To this our very own genius Karthik gave a very creative answer:

I guess most things are rectangular by design. If they were round, for instance, they would roll away and we would have to keep bringing them back to their original positions:)


HAHAHA! :D

Thursday, March 09, 2006

Nature of Questions

Dear friends,
Going through the nature of discussions that we have had in this group so far, I feel, we have asked and answered really good questions. But my apprehension is that most of us haven't yet got the essence of the blog. Let me draw your attention back to the title of the blog: Embarrassing Questions! :)

The question being good doesn't really qualify it for this board. The question should be as utterly embarrassing to the person asking as possible. In other words, it should be a hole one had left in their school studies. A question like 'Is Pythagorus Theorem' a theorem or an axiom is a very apt question. Similarly, 'Why do the angles of a triangle add up to pi radians?'

There are large number of questions which we might be asking and it might be our credit to be doing so. That's why we are researchers. Aren't we? Here we should try to ask questions which earn us no credit because they should've got cleared in the school studies itself, but are possibly open to many of us.

Ya, that's the idea. Refrain from asking esoteric, highly philosophical or open research questions. We can have another platform for that. :)

Wednesday, February 22, 2006

Chicken

Why did the chicken cross the road?

Sunday, February 19, 2006

The Mind's I

This is one wonderful book. If you have not read it/ read any chapters from it, take my word - you will enjoy it.

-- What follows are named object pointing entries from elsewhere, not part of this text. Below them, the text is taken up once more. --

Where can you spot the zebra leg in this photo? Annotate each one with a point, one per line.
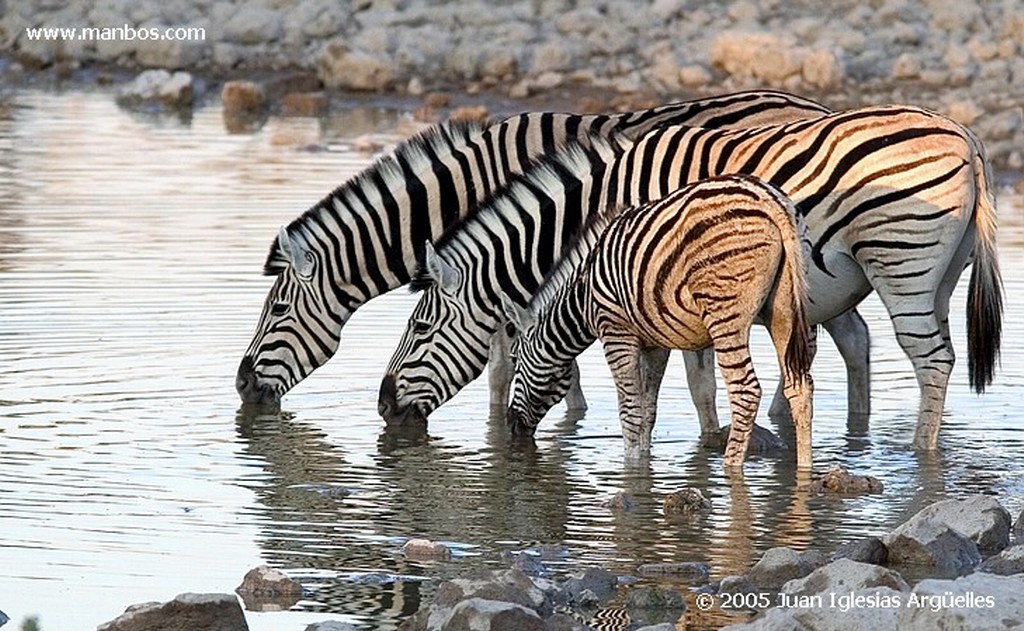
(652, 370)
(626, 363)
(574, 400)
(744, 394)
(853, 340)
(925, 340)
(500, 370)
(700, 379)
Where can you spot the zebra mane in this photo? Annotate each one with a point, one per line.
(418, 152)
(539, 181)
(571, 258)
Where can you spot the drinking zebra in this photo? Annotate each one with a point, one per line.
(895, 199)
(690, 270)
(366, 238)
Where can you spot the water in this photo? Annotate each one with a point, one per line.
(130, 255)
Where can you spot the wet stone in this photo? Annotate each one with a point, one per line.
(867, 550)
(841, 481)
(207, 612)
(651, 604)
(619, 503)
(690, 571)
(425, 549)
(687, 502)
(1007, 562)
(267, 589)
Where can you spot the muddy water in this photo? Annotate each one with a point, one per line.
(130, 255)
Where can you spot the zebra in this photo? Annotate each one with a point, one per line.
(366, 237)
(896, 199)
(690, 270)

Following is a short excerpt from the introduction from this book-
It does seem (doesn't it?) that if your brain were transplanted into another body, you would go with it. But are you a brain? Try on two sentences, and see which one sounds more like the truth to you:

I have a brain.
I am a brain.

Sometimes we talk about smart people being brains, but we don't mean it literally. We mean they have good brains. You have a good brain, but who or what then, is the you that has the brain?

...

Our world is filled with things that are neither mysterious and ghostly nor simply constructed out of the building blocks of physics. Do you believe in voices? How about haircuts? Are there such things? Wgat are they? What, in the language of the physicist, is a hole -- not an exotic black hole, but just a hole in a piece of cheese, for instance? Is it a physical thing? Latin still exists, but it is no longer a living language. The language of the cavepeople of France no longer exists at all. The game of bridge is less than a hundred years old. What sort of thing it is? It is not animal, vegetable, or mineral....

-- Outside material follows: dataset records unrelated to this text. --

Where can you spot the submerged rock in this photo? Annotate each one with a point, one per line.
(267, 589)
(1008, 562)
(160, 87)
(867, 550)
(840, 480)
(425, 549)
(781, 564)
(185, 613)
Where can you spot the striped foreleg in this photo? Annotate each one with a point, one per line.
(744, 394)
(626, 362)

In one of the essays, the author ponders upon the physical location of mind in the human body. He hypothesises an experiment. It goes like this -

Assume that the medical technology has reached to an incredibly sophistication. 'They' can now track and monitor every single neuron of the human brain and can actually kind of 'tap' the brain. The experimental setup involves none other than yourself! They have taken the brain out of your head (believe it or not!) and by means of electrical wires they have connected your brain to your nervous system. You are perfectly alright even now. You can control all your limbs - you can see and hear. Just like a normal being. Only difference is that the brain has been taken out of your head.

Having taken out the brain, and successfully isolated your body from your brain, they have decided to keep it in one glass jar (like those in science fiction movies).

The question to answer is if the brain is kept in a jar that faces the rest of the body, and if your eyes can actually see your brain, can you still say that mind is different from the brain? Where are mind's signals originating from?

Now, come come - I can already hear you all saying, "hey are you out of your mind or what?". Well I am not, just to be on the record :)

Sunday, February 12, 2006

Here we go!

So, here's the first question.
Why doesn't the electron fall into the nucleus?